The first provincial-level divisions were created in the Yuan dynasty, and have remained one of the most stable forms of Chinese government since then. They were created to help the Imperial court manage local county governments, which were too numerous and far-flung to be managed directly. The number of provinces grew steadily during subsequent dynasties, reaching 28 by the time of the Republic of China. Under the Nationalist Government, large cities began to be classified separately from other administrative units. Starting in 1930, some of these "special cities" became "direct jurisdiction cities" under the central government, the predecessor of province-level cities. During the Warlord Era, provinces became largely or completely autonomous and exercised significant national influence. Province-level units proliferated and under the early People's Republic there were over 50.
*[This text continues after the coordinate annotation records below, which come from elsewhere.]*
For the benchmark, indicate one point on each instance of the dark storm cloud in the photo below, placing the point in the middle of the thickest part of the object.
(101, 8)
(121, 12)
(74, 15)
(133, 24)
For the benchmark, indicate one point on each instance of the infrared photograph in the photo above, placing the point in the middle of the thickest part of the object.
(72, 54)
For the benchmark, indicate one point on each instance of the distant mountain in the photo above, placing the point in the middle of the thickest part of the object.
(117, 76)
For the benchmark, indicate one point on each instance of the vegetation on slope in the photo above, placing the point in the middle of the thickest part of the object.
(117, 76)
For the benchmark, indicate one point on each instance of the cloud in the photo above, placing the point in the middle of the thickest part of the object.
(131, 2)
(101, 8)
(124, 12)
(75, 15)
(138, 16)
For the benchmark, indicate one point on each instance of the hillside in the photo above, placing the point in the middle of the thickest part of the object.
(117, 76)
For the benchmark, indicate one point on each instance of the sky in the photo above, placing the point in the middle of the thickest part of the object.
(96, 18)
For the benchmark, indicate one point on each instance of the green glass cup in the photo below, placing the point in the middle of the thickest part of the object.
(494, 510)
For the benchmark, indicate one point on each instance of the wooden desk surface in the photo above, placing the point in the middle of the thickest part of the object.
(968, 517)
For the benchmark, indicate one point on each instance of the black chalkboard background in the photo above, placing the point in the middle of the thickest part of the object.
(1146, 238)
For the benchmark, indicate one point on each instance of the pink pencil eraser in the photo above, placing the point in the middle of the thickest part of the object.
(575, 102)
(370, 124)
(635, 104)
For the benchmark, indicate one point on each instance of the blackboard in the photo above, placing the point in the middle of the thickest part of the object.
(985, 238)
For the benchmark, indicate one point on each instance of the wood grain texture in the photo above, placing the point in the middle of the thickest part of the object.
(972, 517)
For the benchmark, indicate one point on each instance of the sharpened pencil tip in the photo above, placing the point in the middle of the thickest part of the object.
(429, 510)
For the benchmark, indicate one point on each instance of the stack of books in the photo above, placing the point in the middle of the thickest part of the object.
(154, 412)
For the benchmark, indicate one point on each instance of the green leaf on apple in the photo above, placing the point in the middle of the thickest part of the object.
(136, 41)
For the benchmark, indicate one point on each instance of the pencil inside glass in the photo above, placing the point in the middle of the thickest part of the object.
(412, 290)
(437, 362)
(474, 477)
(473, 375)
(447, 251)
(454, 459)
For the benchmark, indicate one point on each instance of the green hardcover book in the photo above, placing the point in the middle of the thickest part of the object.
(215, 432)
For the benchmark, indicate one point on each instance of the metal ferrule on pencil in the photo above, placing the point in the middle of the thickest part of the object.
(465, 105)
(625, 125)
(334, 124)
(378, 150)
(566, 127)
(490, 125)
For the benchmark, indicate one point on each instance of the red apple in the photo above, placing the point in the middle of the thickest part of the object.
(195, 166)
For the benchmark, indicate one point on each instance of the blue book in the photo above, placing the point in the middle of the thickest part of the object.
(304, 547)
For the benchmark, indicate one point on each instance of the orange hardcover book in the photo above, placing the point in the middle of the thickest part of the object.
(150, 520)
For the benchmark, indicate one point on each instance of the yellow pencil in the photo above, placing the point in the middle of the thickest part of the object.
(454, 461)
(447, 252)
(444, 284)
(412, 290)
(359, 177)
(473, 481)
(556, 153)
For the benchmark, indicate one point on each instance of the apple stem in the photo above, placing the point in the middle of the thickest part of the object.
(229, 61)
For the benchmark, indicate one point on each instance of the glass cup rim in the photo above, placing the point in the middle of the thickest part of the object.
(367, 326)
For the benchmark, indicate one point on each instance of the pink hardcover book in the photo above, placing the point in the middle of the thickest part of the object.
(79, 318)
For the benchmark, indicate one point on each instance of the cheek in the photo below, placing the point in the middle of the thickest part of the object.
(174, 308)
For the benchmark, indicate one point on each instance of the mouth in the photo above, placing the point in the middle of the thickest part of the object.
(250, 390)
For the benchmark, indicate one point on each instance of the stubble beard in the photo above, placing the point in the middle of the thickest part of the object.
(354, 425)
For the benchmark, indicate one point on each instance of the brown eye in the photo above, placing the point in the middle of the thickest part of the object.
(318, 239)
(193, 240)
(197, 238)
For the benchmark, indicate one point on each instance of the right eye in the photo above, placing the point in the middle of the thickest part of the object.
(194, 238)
In the mid-1950s, the People's Republic (PRC) made several major reforms to province-level administration. Despite closely modelling other aspects of the PRC on the Soviet Union, the CCP's experience with territorial disintegration during the Warlord Era led them to reject the Soviet federal structure. Instead, the total number of provinces was significantly reduced and the unitary state structure was retained. Most direct jurisdiction cities were abolished, although a few became province-level cities. Limited autonomy was granted to ethnic minorities in five new "Autonomous Regions" (see below). People's Congresses were set up to run province-level governments. During the Cultural Revolution, these Congresses each elected a revolutionary committee to exercise both executive and legislative power when they were not in session. Provincial-level divisions had limited independent authority before the period of reform and opening up, due to the centrally planned nature of the economy. Their main role was to implement the decisions made by the central government regarding production goals, raising and spending of revenue, and resource allocation. However, in contrast with the Soviet system, there was some degree of regional autonomy. Many provincial governments ran smaller manufacturing firms independently of the central government. Since 1979, the central government has granted increased decision-making authority to provincial level governments. In turn, they have devolved the power to make local regulations to cities and other local governments.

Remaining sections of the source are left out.